2 Collider bias – Causal Inference in Epidemiology

2.1 Definition

A collider is a variable that is caused by two or more other variables in a causal diagram (directed acyclic graph or DAG) (Catalog of Bias Collaboration 2024). The term “collider” comes from the visual representation where multiple arrows “collide” into the variable.

The basic collider structure is an inverted fork (V-structure):

Exposure → Collider ← Outcome

More complex patterns exist, such as M-structures where multiple colliders are connected in chains, creating additional opportunities for bias when conditioning on any collider in the structure.

Inappropriately controlling for a collider variable, by study design or statistical analysis, results in collider bias (Catalog of Bias Collaboration 2024).

Controlling for a collider can induce a distorted association between the exposure and outcome when in fact none exists. This bias predominantly occurs in observational studies.

Because collider bias can be induced by sampling (restricting the study to certain values of the collider), selection bias can sometimes be considered to be a form of collider bias (Catalog of Bias Collaboration 2024).

2.2 Classic example: Sackett’s hospitalized patients

A classic example of collider bias was provided by Sackett (1979) and discussed by Catalog of Bias Collaboration (2024). He analyzed data from 257 hospitalized individuals and detected an association between locomotor disease and respiratory disease (odds ratio 4.06). However, when he repeated the analysis in a sample of 2,783 individuals from the general population, he found no association (odds ratio 1.06). The original analysis of hospitalized individuals was biased because both diseases caused individuals to be hospitalized. By looking only within the stratum of hospitalized individuals, Sackett had observed a distorted association. In this example, locomotor disease and respiratory disease are independent causes of hospitalization—the collider. Controlling for the collider by study design (selection bias) induced a distorted association between the two diseases.

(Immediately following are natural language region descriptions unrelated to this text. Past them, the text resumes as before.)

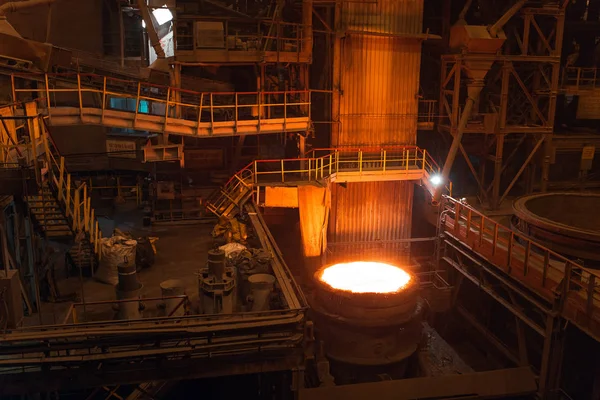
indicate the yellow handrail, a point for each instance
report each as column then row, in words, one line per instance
column 550, row 274
column 204, row 109
column 77, row 202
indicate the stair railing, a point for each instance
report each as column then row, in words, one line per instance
column 321, row 164
column 76, row 201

2.3 Modern example: The obesity paradox

A more recent example can be seen in the “obesity paradox”—an apparent protective effect of obesity on mortality in individuals with chronic conditions such as cardiovascular disease (CVD) (Catalog of Bias Collaboration 2024). In fact, obesity increases mortality rates in the general population. The collider bias occurs when investigators condition on CVD (by design or analysis), resulting in a distorted association. Consequently, in a sample that includes only patients with CVD, obesity falsely appears to protect against mortality, whereas in the wider population, obesity increases the risk of early death. Banack and Kaufman (2014) showed using the third US National Health and Nutrition Examination Survey (NHANES III) that the unbiased mortality risk ratio for the entire cohort was 1.24 [95% CI = 1.11, 1.39] (harmful), but the biased stratum-specific mortality risk ratio in patients with CVD was 0.79 [95% CI = 0.68, 0.91] (protective).

2.4 Prevention

Collider bias can be prevented by carefully applying appropriate inclusion criteria—making sure that the exposure and outcome of interest do not drive inclusion or selective retention in a study (Catalog of Bias Collaboration 2024). Causal diagrams (directed acyclic graphs or DAGs) can help identify colliders that should be left uncontrolled and confounders that should be controlled.

For more detailed information about collider bias, including causal diagrams and additional examples, see Catalog of Bias Collaboration (2024).